Le Maroc va dédier une unité de production d’engrais à  l’Afrique

La décision de SM le Roi Mohammed VI relative à  la création d’une usine de production d’engrais entièrement dédiés à  l’Afrique constitue une nouvelle illustration de l’engagement constant du Maroc en faveur d’une coopération sud-sud, agissante et solidaire.

S’inscrivant en droite ligne de la politique du Royaume érigeant la coopération avec les partenaires du sud parmi ses priorités, cette initiative, annoncée à l’occasion du forum économique maroco-malien, tenu à Bamako dans le cadre de la visite de SM le Roi au Mali, vise à accompagner la croissance des marchés africains à travers leur approvisionnement, continu et régulier, en engrais.

Ce projet, de par sa vocation, sa portée et le montant significatif (600 millions dollars) investi dans sa réalisation, confirme la vocation africaine du Maroc et illustre, encore une fois, le ferme engagement du Royaume à accompagner les pays du continent dans leurs marches pour la réalisation de la prospérité et du bien-être.

L’unité d’engrais de Jorf Lasfar, dont la production sera destinée exclusivement à l’Afrique, « est une première à l’échelle mondiale », a souligné à Bamako le PDG du Groupe OCP (Office chérifien des phosphates), Mostafa Terrab.

« C’est la première fois qu’un producteur d’engrais dédie une capacité qui n’est pas des moindres au marché africain, puisqu’il s’agit de un million de tonnes d’engrais par an », a-t-il déclaré.

Notant que ce projet s’inscrit aussi dans une volonté de faire utiliser les ressources naturelles en Afrique en priorité pour satisfaire les besoins des économies africaines, il a relevé que le coût d’investissement significatif pour la réalisation de cette usine, dont les travaux ont débuté il y a deux années, est de quelque 600 millions de dollars.

La réalisation à Jorf Lasfar d’une unité de production d’engrais dédiés entièrement au marché africain constitue une bonne nouvelle pour le continent, a affirmé, de son côté, le ministre malien de l’Energie et des mines, Boubou Cissé.

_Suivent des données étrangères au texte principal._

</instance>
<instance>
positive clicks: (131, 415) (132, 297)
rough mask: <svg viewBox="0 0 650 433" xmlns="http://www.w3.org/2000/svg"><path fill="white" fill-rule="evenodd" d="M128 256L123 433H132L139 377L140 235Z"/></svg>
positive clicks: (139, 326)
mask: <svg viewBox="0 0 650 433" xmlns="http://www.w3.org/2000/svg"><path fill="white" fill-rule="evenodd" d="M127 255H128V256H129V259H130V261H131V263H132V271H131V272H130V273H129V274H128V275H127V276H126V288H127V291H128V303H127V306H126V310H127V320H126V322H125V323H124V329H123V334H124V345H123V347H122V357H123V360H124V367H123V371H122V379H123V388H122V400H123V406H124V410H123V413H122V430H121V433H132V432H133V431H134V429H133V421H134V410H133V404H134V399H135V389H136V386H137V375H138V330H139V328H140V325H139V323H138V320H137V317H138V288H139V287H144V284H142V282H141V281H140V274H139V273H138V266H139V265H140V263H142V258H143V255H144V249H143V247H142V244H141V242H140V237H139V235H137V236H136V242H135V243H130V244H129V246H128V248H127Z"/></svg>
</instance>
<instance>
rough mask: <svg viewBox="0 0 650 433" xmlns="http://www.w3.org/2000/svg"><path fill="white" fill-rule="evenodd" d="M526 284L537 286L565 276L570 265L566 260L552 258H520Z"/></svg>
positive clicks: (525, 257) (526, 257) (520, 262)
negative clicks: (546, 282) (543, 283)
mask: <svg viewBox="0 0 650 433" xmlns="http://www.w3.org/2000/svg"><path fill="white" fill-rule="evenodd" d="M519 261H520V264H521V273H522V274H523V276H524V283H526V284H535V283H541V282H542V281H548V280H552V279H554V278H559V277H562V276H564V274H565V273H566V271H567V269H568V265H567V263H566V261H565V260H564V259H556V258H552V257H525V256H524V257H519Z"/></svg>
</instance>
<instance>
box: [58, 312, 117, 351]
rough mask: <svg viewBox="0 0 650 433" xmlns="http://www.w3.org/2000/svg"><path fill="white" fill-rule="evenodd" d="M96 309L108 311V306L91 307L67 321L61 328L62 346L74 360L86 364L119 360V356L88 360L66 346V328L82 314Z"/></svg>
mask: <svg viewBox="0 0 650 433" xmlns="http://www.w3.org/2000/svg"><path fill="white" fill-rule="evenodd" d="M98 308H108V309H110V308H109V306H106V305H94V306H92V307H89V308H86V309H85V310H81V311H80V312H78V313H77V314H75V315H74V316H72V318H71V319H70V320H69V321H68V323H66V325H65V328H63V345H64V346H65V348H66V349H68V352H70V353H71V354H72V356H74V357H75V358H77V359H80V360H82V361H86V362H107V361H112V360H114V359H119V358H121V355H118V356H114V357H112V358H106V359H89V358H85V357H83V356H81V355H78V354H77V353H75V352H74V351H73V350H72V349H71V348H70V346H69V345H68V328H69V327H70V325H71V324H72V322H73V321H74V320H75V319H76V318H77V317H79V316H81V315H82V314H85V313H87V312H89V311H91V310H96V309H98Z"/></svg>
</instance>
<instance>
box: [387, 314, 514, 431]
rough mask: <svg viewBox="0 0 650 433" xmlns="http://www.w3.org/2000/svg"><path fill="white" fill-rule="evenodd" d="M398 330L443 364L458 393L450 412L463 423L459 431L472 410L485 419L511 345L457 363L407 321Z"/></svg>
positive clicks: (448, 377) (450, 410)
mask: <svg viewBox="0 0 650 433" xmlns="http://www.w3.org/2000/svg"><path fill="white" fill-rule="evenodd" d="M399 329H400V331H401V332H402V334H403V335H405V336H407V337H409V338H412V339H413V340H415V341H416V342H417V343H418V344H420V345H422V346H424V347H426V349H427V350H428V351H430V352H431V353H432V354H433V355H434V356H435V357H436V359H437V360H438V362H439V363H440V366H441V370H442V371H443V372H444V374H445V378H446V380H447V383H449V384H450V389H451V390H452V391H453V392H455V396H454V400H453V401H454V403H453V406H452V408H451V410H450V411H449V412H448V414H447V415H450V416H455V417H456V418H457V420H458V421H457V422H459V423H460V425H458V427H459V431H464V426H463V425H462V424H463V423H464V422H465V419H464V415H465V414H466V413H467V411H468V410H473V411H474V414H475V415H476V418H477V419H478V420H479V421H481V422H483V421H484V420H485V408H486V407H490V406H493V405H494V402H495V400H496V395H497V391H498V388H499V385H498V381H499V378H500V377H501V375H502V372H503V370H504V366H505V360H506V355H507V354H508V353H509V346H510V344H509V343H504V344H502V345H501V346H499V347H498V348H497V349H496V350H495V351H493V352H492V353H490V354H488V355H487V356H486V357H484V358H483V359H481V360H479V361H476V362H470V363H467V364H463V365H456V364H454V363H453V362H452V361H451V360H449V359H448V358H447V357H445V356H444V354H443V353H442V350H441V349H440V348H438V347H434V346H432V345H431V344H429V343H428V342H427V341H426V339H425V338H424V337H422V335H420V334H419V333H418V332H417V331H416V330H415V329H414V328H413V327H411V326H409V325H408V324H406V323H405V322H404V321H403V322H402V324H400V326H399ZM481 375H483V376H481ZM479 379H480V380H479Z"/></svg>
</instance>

« Quand le Maroc se porte volontaire pour créer une telle unité industrielle et que le Mali, comme l’ensemble des pays africains puisse en profiter, c’est un soulagement pour nous tous », a-t-il dit en substance.

Tout en rendant un vibrant hommage à SM le Roi Mohammed VI pour cette initiative, M. Cissé a estimé que c’est à travers ce type de coopération Sud-Sud que le continent peut se développer.

Ce projet marocain constitue ainsi l’expression d’un leadership qui prône une coopération solidaire et mutuellement bénéfique, tout en étant soucieux du bien-être des populations du continent africain.

Conscient de l’enracinement profond de son appartenance africaine, le Maroc, partant d’une vision royale érigeant la coopération Sud-Sud parmi les priorités de la politique étrangère, a multiplié les initiatives et les actions pour renforcer la coopération avec ses partenaires africains et la hisser au niveau d’un véritable partenariat agissant et solidaire au service de la cause du développement.

C’est dans cette perspective que les multiples visites africaines effectuées par SM le Roi Mohammed VI, depuis Son accession au Trône, ont créé une nouvelle dynamique dans les relations avec de nombreux pays africains et donné une forte impulsion à la coopération Sud-Sud, érigée en choix stratégique par le Royaume.

Ces visites royales ont été couronnées par la conclusion d’une série d’accords de coopération touchant à divers domaines de développement économique, technique, social, culturel et humain, tels que la lutte contre la pauvreté et les maladies, l’agriculture et l’agro-alimentaire, les pêches, l’éducation et la formation, la gestion de l’eau et l’irrigation, les infrastructures de base et l’aménagement urbain, les technologies de l’information, et la gestion financière et les banques.

Traduisant dans les faits la vision Royale pour le développement, ces accords ont permis au Maroc d’initier, avec ses partenaires africains, un large éventail de projets et de joint-ventures à haute valeur ajoutée dans des domaines cruciaux pour le développement de l’Afrique.